Assessment should be determined by the learning objectives of the lesson. Assessments for problem-based learning: 1.) Alternative assessments- It is a direct examination of a students performance of how well they perform on certain tasks that relate to life outside of school. This assessment is important for measuring learning objectives that may difficult to measure with other tests. 2.) Performance assessment- Students demonstrate their knowledge by doing an activity or creating a product. Students are placed in a reality situation to see how well they perform. Students use their knowledge in a handson situation rather than on a test made by a teacher or a standardized test. 3.) Systematic observation- Teachers specify criteria for the processes and the teachers take notes based on the criteria. A rubric is used in this assessment: (1. States problem or question; 2. states hypothesis; 3. identify independent, dependent, and controlled variables; 4. Describes the way data will be gathered; 5. Orders and displays data; 6. Evaluates hypothesis based on the data) 4.) Checklists- They are written descriptions that must be present in an acceptable performance. Notes can be added to the checklists. This assessment allows students to make their students thinking more systematic. Require a yes or no response. 5.) Rating Scales- They are written descriptions of a students performance combined with scales that rate each students dimension. 6.) Group versus individual assessment- Group assessment does not allow teachers to see individual performance. High-ability students increase the performance of the group and low-ability students decrease the performance of the group.

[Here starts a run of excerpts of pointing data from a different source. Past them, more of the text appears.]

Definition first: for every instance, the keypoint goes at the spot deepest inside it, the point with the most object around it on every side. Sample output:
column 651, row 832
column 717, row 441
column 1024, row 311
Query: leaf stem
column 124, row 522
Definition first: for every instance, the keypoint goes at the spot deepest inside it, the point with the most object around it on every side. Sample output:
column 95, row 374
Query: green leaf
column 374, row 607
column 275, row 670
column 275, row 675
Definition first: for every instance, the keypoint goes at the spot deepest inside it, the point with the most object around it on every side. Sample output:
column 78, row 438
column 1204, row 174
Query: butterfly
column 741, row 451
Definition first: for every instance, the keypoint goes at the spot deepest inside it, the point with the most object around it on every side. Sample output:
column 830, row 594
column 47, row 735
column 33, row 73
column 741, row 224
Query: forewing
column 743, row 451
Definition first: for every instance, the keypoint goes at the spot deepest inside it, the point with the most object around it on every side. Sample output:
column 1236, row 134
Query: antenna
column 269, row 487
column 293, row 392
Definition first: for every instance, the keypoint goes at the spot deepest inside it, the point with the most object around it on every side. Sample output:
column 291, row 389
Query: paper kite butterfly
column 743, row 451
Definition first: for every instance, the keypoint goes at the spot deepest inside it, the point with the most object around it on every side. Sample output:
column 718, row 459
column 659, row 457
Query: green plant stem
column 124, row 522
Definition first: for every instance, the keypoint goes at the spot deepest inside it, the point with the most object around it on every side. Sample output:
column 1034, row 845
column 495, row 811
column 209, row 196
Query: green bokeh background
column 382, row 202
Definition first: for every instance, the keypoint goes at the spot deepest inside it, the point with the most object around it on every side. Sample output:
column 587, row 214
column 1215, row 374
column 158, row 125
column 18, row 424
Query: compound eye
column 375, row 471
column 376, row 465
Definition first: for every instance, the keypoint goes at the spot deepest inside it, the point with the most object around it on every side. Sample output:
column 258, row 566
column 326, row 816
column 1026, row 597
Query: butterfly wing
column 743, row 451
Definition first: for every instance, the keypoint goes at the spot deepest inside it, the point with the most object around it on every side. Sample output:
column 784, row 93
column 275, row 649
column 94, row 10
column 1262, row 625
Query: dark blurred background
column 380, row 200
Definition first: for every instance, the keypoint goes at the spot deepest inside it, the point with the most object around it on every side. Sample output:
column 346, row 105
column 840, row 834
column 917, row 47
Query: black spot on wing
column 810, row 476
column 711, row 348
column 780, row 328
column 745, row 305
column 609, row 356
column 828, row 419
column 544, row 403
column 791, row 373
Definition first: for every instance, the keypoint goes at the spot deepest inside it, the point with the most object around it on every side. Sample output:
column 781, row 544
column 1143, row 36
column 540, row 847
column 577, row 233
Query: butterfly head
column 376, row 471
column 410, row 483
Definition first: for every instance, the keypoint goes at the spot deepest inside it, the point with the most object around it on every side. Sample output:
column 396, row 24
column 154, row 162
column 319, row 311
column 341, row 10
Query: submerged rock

The problem-based learning model can encourage students to have curiosity, to be challenged, to have authentic tasks, and to be involved. Curiosity and challenges are two important characteristics for students to be motivated to learn. This model focuses on increasing intrinsic motivation. Authentic tasks help students to be motivated to see how abstract concepts can relate to the world. Autonomy increases in a student when they have the opportunity to decide how and what they should do to solve the problem. Classrooms are usually onedimensional. Teachers can increase student involvement and autonomy by using a problem-based model.

So what? What is important to understand about this?

Problem-based learning is a teaching model that is used to help students gain problem-solving skills and to be able to connect what they learned to realworld problems. It is students responsibility to come up with their own strategies to solve the problem and teachers should guide the students through the problem-solving process.